‘God Made Trump’ Appeals to a Christian Nationalism Foreign to the Bible
After months of campaigning, debating, and politicking, the 2024 election is officially underway. While political pundits and prognosticators focus their analysis of the Iowa caucus on which of the Republican candidates — Florida Governor Ron DeSantis, Nikki Haley, Donald Trump, and Vivek Ramaswamy — can sustain their campaigns into the New Hampshire primary, a widely distributed viral video (and one campaign’s embrace of its messaging) provides an opportunity for thoughtful Christian reflection about the interplay between politics and faith.
Over the past few years, academics and journalists have written ad nauseam about the alleged dangers of “Christian nationalism.” From melodramatic warnings of the “Far-Right Christian Quest for Power,” to Bill Maher blaming “fundamentalist Christians” for January 6, to Tim Alberta decrying conservative Christians and their supposed “right-wing nationalist fervor” in his latest book, conservative Christians remain the Left’s favorite scapegoat for what ails America’s politics.
As I’ve explained elsewhere, it is evident that the term “Christian nationalism” is an epithet often wielded against politically engaged Christians in order to discredit or dismiss them. Although the overwhelming majority of believers do not wish to impose any sort of theocracy on their fellow citizens, advocacy for the unborn and opposition to radical gender ideology is routinely framed as “extreme” and hateful. So, while Christians should rightly stand up to those who would love nothing more than to drive Christian and conservative voices from the public square, there is a segment within the conservative movement that has proven susceptible to conflating their Christian and American identities.
An example of this conflation is the video shared by Trump in the lead-up to the Iowa caucus.

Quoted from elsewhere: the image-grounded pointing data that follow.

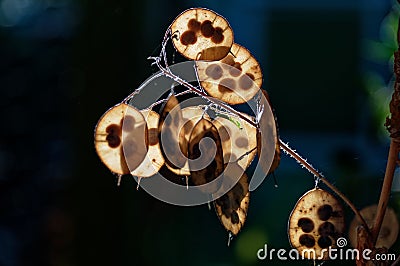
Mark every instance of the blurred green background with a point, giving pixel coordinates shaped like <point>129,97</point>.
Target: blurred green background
<point>63,63</point>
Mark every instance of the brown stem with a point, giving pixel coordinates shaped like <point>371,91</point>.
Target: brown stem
<point>386,189</point>
<point>310,168</point>
<point>393,126</point>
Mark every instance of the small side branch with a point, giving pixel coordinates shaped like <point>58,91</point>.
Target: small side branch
<point>312,170</point>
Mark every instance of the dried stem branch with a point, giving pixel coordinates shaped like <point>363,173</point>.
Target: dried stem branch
<point>393,126</point>
<point>310,168</point>
<point>386,189</point>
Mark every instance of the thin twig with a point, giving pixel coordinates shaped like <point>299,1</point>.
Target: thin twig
<point>199,92</point>
<point>310,168</point>
<point>393,126</point>
<point>386,189</point>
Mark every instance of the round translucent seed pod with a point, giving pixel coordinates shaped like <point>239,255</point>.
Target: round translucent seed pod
<point>206,160</point>
<point>315,224</point>
<point>175,134</point>
<point>238,139</point>
<point>153,160</point>
<point>201,34</point>
<point>235,79</point>
<point>109,137</point>
<point>231,208</point>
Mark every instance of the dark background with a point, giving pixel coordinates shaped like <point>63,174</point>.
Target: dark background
<point>64,63</point>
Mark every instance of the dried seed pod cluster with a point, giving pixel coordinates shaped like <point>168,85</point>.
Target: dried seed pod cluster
<point>209,146</point>
<point>315,224</point>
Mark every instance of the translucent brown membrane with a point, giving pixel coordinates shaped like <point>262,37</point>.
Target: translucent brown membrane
<point>238,138</point>
<point>134,138</point>
<point>205,155</point>
<point>178,133</point>
<point>168,127</point>
<point>315,223</point>
<point>235,79</point>
<point>153,159</point>
<point>389,230</point>
<point>201,34</point>
<point>277,155</point>
<point>109,137</point>
<point>231,208</point>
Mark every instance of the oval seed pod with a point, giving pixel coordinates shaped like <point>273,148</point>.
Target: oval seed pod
<point>315,223</point>
<point>389,229</point>
<point>134,138</point>
<point>206,161</point>
<point>231,208</point>
<point>235,79</point>
<point>176,132</point>
<point>109,139</point>
<point>201,34</point>
<point>238,137</point>
<point>277,155</point>
<point>153,159</point>
<point>168,128</point>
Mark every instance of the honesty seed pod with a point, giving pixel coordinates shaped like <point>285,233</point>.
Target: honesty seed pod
<point>238,138</point>
<point>175,128</point>
<point>315,223</point>
<point>168,128</point>
<point>206,160</point>
<point>231,208</point>
<point>201,34</point>
<point>119,132</point>
<point>153,159</point>
<point>389,229</point>
<point>235,79</point>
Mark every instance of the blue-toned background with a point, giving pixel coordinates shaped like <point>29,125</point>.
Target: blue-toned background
<point>63,63</point>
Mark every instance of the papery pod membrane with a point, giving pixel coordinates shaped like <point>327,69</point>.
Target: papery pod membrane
<point>206,160</point>
<point>277,155</point>
<point>238,138</point>
<point>315,224</point>
<point>201,34</point>
<point>154,159</point>
<point>389,229</point>
<point>232,207</point>
<point>234,79</point>
<point>109,139</point>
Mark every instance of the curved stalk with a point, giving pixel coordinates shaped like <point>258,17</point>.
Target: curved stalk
<point>312,170</point>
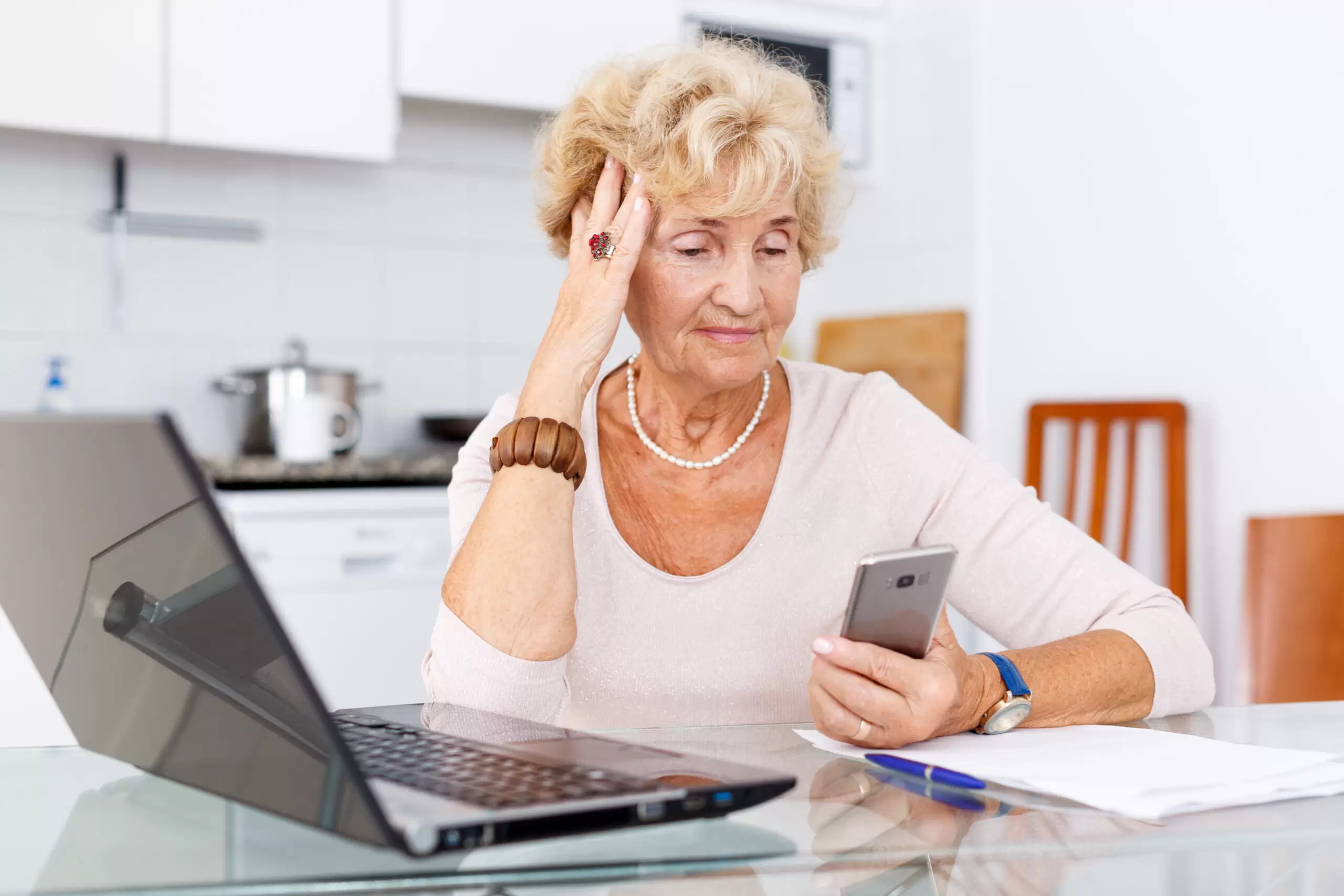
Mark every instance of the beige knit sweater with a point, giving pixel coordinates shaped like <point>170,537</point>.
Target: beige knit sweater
<point>866,468</point>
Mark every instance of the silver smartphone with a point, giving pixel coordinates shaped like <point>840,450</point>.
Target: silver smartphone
<point>897,598</point>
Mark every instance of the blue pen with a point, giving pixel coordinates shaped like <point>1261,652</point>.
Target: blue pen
<point>929,773</point>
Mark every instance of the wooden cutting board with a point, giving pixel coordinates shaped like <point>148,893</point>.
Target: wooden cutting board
<point>925,354</point>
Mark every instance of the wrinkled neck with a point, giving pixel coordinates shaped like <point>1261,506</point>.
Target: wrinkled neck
<point>687,419</point>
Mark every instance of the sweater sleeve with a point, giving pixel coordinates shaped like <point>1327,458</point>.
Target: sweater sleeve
<point>1025,574</point>
<point>460,667</point>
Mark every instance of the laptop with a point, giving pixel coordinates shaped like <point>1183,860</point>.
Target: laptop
<point>162,650</point>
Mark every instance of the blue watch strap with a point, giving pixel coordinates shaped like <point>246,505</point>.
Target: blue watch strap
<point>1012,679</point>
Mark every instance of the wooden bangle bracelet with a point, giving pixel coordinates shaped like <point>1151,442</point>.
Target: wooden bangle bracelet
<point>542,442</point>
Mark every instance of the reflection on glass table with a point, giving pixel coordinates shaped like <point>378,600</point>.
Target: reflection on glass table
<point>80,823</point>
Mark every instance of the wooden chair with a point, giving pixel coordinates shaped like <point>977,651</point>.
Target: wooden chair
<point>1295,608</point>
<point>924,352</point>
<point>1107,416</point>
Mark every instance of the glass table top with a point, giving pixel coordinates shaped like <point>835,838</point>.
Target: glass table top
<point>77,823</point>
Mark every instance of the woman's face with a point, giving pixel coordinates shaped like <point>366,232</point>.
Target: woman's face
<point>711,299</point>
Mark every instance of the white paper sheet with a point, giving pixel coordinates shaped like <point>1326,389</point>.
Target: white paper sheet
<point>1132,772</point>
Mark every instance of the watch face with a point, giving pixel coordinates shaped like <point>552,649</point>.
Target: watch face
<point>1009,718</point>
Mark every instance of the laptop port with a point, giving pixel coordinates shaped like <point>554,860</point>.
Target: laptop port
<point>651,812</point>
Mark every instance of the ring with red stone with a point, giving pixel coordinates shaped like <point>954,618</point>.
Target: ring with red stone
<point>601,245</point>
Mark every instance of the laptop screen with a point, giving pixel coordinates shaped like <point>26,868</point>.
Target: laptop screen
<point>151,633</point>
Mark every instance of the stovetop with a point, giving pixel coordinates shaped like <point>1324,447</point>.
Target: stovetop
<point>245,473</point>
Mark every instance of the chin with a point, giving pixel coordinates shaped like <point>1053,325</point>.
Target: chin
<point>733,366</point>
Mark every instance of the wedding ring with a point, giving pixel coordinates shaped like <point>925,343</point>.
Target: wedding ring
<point>601,245</point>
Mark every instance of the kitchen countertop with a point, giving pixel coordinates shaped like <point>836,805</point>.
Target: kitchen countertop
<point>255,473</point>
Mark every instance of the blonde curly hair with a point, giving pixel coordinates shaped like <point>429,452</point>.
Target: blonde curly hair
<point>723,125</point>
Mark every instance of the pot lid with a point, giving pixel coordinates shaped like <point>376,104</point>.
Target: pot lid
<point>296,358</point>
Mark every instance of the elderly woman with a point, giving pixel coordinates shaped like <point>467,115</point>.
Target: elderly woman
<point>674,542</point>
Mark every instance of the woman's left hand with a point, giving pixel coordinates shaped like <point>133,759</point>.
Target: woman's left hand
<point>904,700</point>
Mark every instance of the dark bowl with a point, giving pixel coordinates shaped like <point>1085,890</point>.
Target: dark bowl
<point>450,429</point>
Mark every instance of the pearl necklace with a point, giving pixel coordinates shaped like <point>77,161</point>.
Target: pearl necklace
<point>691,465</point>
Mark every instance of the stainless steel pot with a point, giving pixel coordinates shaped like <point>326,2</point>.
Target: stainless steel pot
<point>268,388</point>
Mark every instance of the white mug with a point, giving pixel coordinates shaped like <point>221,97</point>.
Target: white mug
<point>308,429</point>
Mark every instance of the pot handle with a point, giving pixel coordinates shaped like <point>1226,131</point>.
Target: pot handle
<point>234,386</point>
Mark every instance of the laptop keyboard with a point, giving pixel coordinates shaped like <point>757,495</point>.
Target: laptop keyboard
<point>463,770</point>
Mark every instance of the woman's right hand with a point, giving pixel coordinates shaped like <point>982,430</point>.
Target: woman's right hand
<point>592,299</point>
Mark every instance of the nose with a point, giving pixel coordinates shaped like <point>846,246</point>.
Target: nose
<point>740,289</point>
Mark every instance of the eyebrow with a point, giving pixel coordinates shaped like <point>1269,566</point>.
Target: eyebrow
<point>774,222</point>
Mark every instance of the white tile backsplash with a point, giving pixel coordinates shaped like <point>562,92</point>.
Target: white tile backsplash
<point>428,273</point>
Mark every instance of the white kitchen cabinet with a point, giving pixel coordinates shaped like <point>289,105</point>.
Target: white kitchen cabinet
<point>527,54</point>
<point>84,66</point>
<point>354,577</point>
<point>303,77</point>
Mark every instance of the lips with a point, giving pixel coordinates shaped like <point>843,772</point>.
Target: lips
<point>728,335</point>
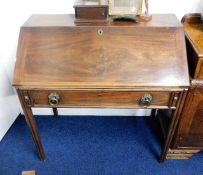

On January 5, the former president shared a video on Truth Social titled “God Made Trump.” Although not produced by the Trump campaign, the president promoted the video, which was amplified on X by Rep. Marjorie Taylor Greene (R-Ga.) and Pastor Paula White and viewed by millions. Additionally, Trump’s campaign played the video before he took the stage at several rallies in Iowa.
In my view, the video is a legitimate example of an inappropriate synthesis of religion and politics. Using artificial intelligence to mimic the voice of the late Paul Harvey, the video intentionally riffs on Harvey’s 1978 “So God Made a Farmer” speech. “God looked down on his planned paradise and said, ‘I need a caretaker,’ so God gave us Trump,” begins the clip.
Combining biblical themes, Scripture, and campaign promises, the advertisement presents the former president in a quasi-messianic light. At one point, the narrator describes Trump’s arms as “strong” yet “gentle,” employing language similar to how God is described in Isaiah 40:11. At another point, the video borrows language from Matthew 12:34, saying, “God had to have someone willing to go into the den of vipers.” Additionally, referring to the media, the narrator quotes Psalm 140:3 (NIV) verbatim, asserting that God needed Trump to “call out the fake news for ‘their tongues as sharp as a serpent’s; the poison of vipers is on their lips.’”
Elsewhere, the video refers to Trump as “strong and courageous,” the very language used to exhort Joshua, Moses’s successor, at the onset of his ministry. Finally, the video describes Trump as “a man who cares for the flock” and a “shepherd to mankind who won’t ever leave nor forsake them.” The latter description is a direct quotation of Deuteronomy 31:6, which in context is God’s promise to Joshua and Israel as they enter the Promised Land. The author of Hebrews cites this promise to encourage Christians of God’s presence with them (see Hebrews 13:5).
The Bible unmistakably condemns idolatry (Exodus 20:3-6; 1 John 5:21), and the God of the Bible demands exclusive loyalty from His covenant people. Intentionally appropriating descriptions reserved for God and assigning them to a political candidate for the purpose of inspiring worship-like devotion is not only bad exegesis but blasphemous. In other words, “God Made Trump” is not problematic for highlighting the Trump administration’s achievements; the video is inappropriate because it purposely co-opts biblical language for unbiblical ends.
In summary, although I generally dismiss allegations of “Christian nationalism” as thinly disguised efforts to silence Christians in the public square, the video played at Trump’s recent campaign events is a legitimate example of conflating Christianity with a political agenda, i.e. Christian nationalism. Christians can never ascribe ultimate devotion and loyalty to anyone or anything besides the God of the Bible. Although advocating and championing one’s political candidate is a valid civic exercise, Christians must resist the temptation to infuse politics with transcendent meaning. A telltale sign that faithful engagement has devolved into idolatry is the misuse and misappropriation of Scripture to baptize one’s preferred candidate or platform.
As the 2024 election gets into full swing, Christians have an opportunity to model a faithful politics that keeps everything in perspective. Elections and campaigns matter. But the people of God must engage the political process as Christians, understanding that whoever is elected in November is ultimately a fallible human, not a messiah (Psalm 146:3-5).
David Closson is Director of the Center for Biblical Worldview at Family Research Council.